HiFi-GAN

HiFi-GAN stands for “High Fidelity General Adversarial Network” which is a neural vocoder that is able to generate high fidelity speech synthesis from mel-spectrograms efficiently more than any other auto-regressive vocoder such (e.g. WaveNet, ClariNet) or GAN-based vocoder (e.g. GAN-TTS, MelGAN). HiFi-GAN was proposed by Kakao Enterprise in 2020 and published in this paper under the same name: “HiFi-GAN: Generative Adversarial Networks for Efficient and High Fidelity Speech Synthesis”. The official implementation for this paper can be found in this GitHub repository: hifi-gan.
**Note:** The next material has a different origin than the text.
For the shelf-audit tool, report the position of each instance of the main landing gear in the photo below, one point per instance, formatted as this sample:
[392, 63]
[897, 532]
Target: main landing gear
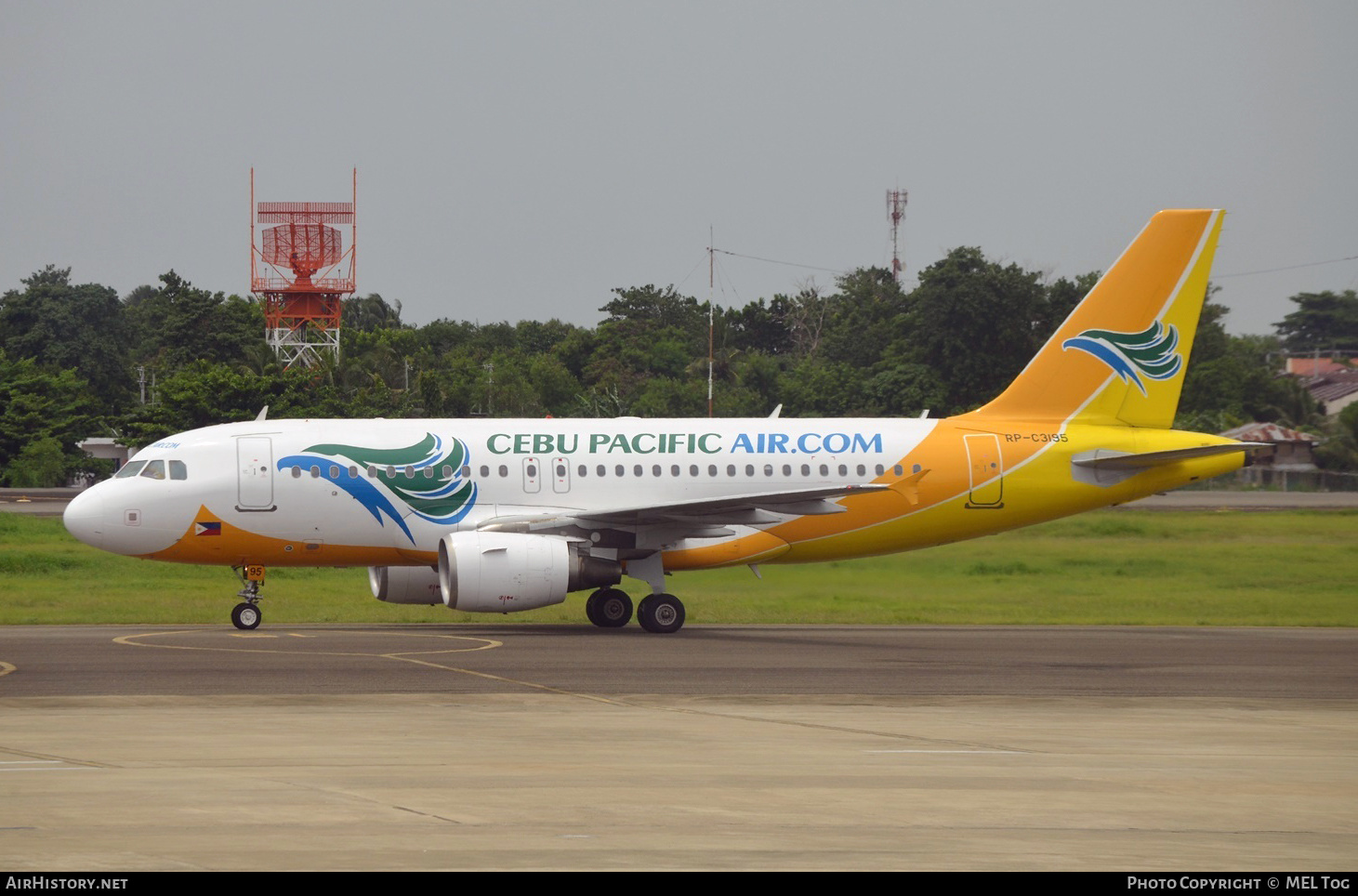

Also, the official audio samples can be found in this website.

Architecture

HiFi-GAN consists of one generator and two discriminators: multi-period discriminator (MPD) and multi-Scale discriminator (MSD). The generator and discriminators are trained adversarially, along with two additional losses for improving training stability and model performance. In the next part, we are going to talk about every module in more details:

Generator

The generator is a fully convolutional neural network. It uses a mel-spectrogram as input and upsamples it through transposed convolutions until the length of the output sequence matches the input. Every transposed convolution is followed by a Multi-receptive field Fusion (MRF) module. The MRF observes patterns of various lengths in parallel and returns the sum of outputs from multiple residual blocks. The following figure shows the whole architecture of the generator:

The generator architecture have a few hyper-parameters that can be fine-tuned in a trade-off between synthesis efficiency and sample quality, such as the (hidden dimension $h_{u}$ and kernel sizes $k_{u}$) of the transposed convolutions; and the (kernel sizes $k_{r}$ and dilation rates $D_{r}$) of MRF modules.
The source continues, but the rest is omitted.